U.S. retailers appear on track for a steady but unspectacular back-to-school season.
The stores that still report comparable-store sales results on a monthly basis today are expected to report a mean increase of 3.6 percent for June, according to Thomson Reuters. Research and tracking organizations expect the increase for b-t-s to fall within a point of that mark for the period, with last year’s strong showing of a 5.9 percent increase in GAFO (general merchandise, apparel, furniture and related merchandise) and only marginally stronger job data holding increases for the school year in check. Improved consumer confidence and some pent-up demand, however, should work in retailers’ favor.

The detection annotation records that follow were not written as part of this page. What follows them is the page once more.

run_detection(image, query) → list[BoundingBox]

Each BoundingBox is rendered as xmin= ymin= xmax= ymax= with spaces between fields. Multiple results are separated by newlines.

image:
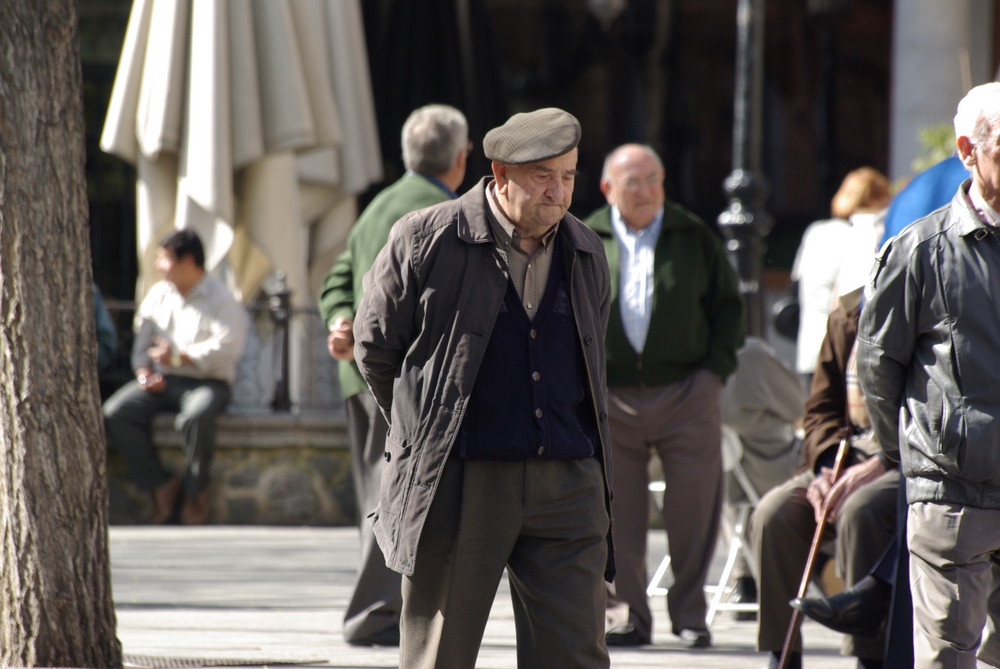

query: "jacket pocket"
xmin=379 ymin=429 xmax=413 ymax=520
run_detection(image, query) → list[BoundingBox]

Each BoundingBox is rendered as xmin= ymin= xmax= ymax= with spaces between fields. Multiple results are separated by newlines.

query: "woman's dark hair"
xmin=160 ymin=230 xmax=205 ymax=269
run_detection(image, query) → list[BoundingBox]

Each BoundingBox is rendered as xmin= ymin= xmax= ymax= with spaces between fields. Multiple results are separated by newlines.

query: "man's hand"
xmin=135 ymin=369 xmax=167 ymax=393
xmin=326 ymin=316 xmax=354 ymax=360
xmin=806 ymin=458 xmax=886 ymax=523
xmin=146 ymin=337 xmax=174 ymax=367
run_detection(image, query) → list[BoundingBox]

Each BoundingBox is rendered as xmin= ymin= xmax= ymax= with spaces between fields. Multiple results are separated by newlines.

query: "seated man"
xmin=104 ymin=230 xmax=247 ymax=525
xmin=751 ymin=304 xmax=899 ymax=669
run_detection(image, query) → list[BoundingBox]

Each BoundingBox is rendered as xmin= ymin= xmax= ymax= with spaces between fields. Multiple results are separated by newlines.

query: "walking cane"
xmin=778 ymin=437 xmax=851 ymax=669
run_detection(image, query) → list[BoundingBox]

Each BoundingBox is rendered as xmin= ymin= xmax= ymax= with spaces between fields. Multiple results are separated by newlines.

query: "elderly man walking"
xmin=858 ymin=82 xmax=1000 ymax=667
xmin=354 ymin=108 xmax=613 ymax=669
xmin=319 ymin=105 xmax=469 ymax=646
xmin=586 ymin=144 xmax=745 ymax=648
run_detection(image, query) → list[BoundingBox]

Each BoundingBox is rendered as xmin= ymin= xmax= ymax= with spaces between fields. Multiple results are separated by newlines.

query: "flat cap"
xmin=483 ymin=107 xmax=580 ymax=165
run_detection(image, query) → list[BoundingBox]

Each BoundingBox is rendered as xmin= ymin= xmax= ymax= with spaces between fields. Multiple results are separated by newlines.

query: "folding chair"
xmin=646 ymin=425 xmax=760 ymax=625
xmin=705 ymin=425 xmax=760 ymax=625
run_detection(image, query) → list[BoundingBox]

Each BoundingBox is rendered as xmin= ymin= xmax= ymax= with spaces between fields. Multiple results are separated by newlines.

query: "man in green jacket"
xmin=319 ymin=105 xmax=470 ymax=646
xmin=585 ymin=144 xmax=746 ymax=648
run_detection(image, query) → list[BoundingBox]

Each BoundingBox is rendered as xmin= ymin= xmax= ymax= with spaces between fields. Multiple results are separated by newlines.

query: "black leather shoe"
xmin=604 ymin=625 xmax=650 ymax=646
xmin=761 ymin=650 xmax=802 ymax=669
xmin=733 ymin=576 xmax=757 ymax=622
xmin=674 ymin=628 xmax=712 ymax=648
xmin=789 ymin=576 xmax=892 ymax=637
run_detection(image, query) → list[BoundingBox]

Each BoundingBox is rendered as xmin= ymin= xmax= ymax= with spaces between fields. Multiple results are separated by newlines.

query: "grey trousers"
xmin=907 ymin=502 xmax=1000 ymax=669
xmin=343 ymin=391 xmax=403 ymax=642
xmin=400 ymin=457 xmax=610 ymax=669
xmin=608 ymin=370 xmax=724 ymax=639
xmin=103 ymin=375 xmax=232 ymax=495
xmin=750 ymin=470 xmax=900 ymax=659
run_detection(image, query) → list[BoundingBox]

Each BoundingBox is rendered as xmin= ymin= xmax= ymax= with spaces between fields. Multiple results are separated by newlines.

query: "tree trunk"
xmin=0 ymin=0 xmax=121 ymax=667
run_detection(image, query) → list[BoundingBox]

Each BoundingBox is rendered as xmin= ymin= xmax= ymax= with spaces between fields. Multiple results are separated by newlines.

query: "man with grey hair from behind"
xmin=319 ymin=104 xmax=472 ymax=646
xmin=858 ymin=82 xmax=1000 ymax=668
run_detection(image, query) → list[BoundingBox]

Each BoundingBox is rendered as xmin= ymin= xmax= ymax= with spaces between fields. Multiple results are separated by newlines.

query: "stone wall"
xmin=108 ymin=413 xmax=357 ymax=526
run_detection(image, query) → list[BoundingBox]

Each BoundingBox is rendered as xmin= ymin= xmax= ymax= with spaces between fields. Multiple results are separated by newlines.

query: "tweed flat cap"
xmin=483 ymin=107 xmax=580 ymax=165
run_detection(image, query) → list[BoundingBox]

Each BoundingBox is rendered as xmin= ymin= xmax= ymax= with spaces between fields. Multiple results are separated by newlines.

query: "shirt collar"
xmin=611 ymin=205 xmax=663 ymax=239
xmin=406 ymin=170 xmax=458 ymax=200
xmin=969 ymin=181 xmax=1000 ymax=228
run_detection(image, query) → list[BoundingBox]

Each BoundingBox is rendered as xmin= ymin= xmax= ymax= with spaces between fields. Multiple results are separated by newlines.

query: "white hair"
xmin=402 ymin=105 xmax=469 ymax=176
xmin=955 ymin=81 xmax=1000 ymax=145
xmin=601 ymin=144 xmax=663 ymax=181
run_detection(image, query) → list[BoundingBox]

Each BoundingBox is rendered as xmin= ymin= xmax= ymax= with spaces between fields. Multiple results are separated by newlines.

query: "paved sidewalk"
xmin=111 ymin=526 xmax=855 ymax=669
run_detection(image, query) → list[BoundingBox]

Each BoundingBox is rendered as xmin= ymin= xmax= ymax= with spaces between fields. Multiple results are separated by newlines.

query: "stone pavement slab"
xmin=110 ymin=526 xmax=855 ymax=669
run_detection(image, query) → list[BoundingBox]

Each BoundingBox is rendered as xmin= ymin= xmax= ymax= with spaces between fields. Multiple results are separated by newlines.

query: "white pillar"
xmin=889 ymin=0 xmax=996 ymax=180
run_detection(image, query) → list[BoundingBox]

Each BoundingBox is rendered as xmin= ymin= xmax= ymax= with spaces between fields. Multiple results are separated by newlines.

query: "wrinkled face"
xmin=493 ymin=149 xmax=577 ymax=237
xmin=601 ymin=147 xmax=664 ymax=230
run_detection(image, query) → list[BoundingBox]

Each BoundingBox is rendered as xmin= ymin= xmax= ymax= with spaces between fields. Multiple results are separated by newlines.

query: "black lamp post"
xmin=268 ymin=271 xmax=292 ymax=413
xmin=718 ymin=0 xmax=771 ymax=337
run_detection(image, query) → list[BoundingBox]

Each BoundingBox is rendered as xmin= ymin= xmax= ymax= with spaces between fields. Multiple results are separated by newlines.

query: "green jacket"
xmin=584 ymin=202 xmax=746 ymax=387
xmin=319 ymin=172 xmax=449 ymax=399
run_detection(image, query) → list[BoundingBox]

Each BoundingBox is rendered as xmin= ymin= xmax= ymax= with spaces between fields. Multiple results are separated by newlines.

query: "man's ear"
xmin=599 ymin=179 xmax=611 ymax=202
xmin=490 ymin=160 xmax=508 ymax=192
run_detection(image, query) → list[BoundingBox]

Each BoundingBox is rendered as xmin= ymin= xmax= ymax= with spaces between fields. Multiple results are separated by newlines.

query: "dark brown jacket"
xmin=799 ymin=307 xmax=861 ymax=474
xmin=354 ymin=179 xmax=614 ymax=580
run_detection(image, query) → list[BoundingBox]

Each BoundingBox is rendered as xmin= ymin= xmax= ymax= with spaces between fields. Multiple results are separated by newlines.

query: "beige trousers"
xmin=608 ymin=370 xmax=724 ymax=639
xmin=906 ymin=502 xmax=1000 ymax=669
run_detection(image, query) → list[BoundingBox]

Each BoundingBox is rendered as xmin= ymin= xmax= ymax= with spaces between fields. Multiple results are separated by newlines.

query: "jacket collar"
xmin=952 ymin=178 xmax=1000 ymax=240
xmin=457 ymin=177 xmax=604 ymax=254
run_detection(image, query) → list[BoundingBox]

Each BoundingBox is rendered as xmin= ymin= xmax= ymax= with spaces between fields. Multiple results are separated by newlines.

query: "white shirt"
xmin=792 ymin=218 xmax=851 ymax=374
xmin=611 ymin=205 xmax=663 ymax=353
xmin=132 ymin=274 xmax=247 ymax=383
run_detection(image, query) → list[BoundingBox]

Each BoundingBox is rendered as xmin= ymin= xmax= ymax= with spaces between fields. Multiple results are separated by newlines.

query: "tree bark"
xmin=0 ymin=0 xmax=121 ymax=667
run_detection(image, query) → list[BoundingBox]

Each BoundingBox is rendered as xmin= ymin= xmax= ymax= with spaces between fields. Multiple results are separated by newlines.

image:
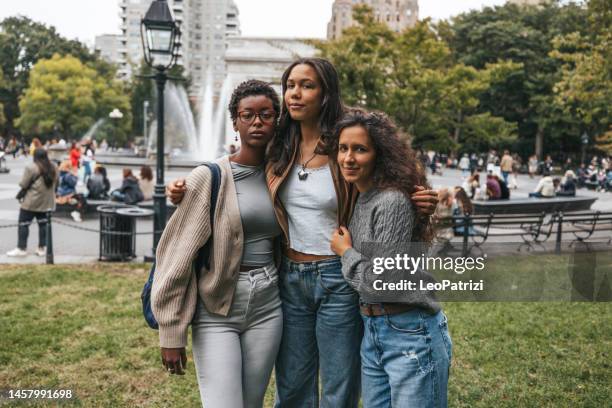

“The economy and consumer spending are like a car stuck between first and second gear,” said Craig Johnson, president of Customer Growth Partners in New Canaan, Conn. “They’re not in neutral and they’re certainly not in reverse, but they’re in the midst of anemic, mediocre growth.”
Johnson expects b-t-s sales to increase 3.4 percent next month as growth in consumers’ real disposable income has languished at about 0.7 percent. Last year, he noted, b-t-s sales grew 4.2 percent with disposable income up a slightly better 1.6 percent. His projection excludes categories not directly affected by b-t-s purchases such as automobiles, restaurants, food and home improvement.
Apparel is expected to rise 3.8 percent and e-commerce to add another 11.2 percent, “slightly lower than last year but still very robust.” Lower-income consumers remain “very stressed,” he said, making for difficult growth prospects for many mass and discount retailers.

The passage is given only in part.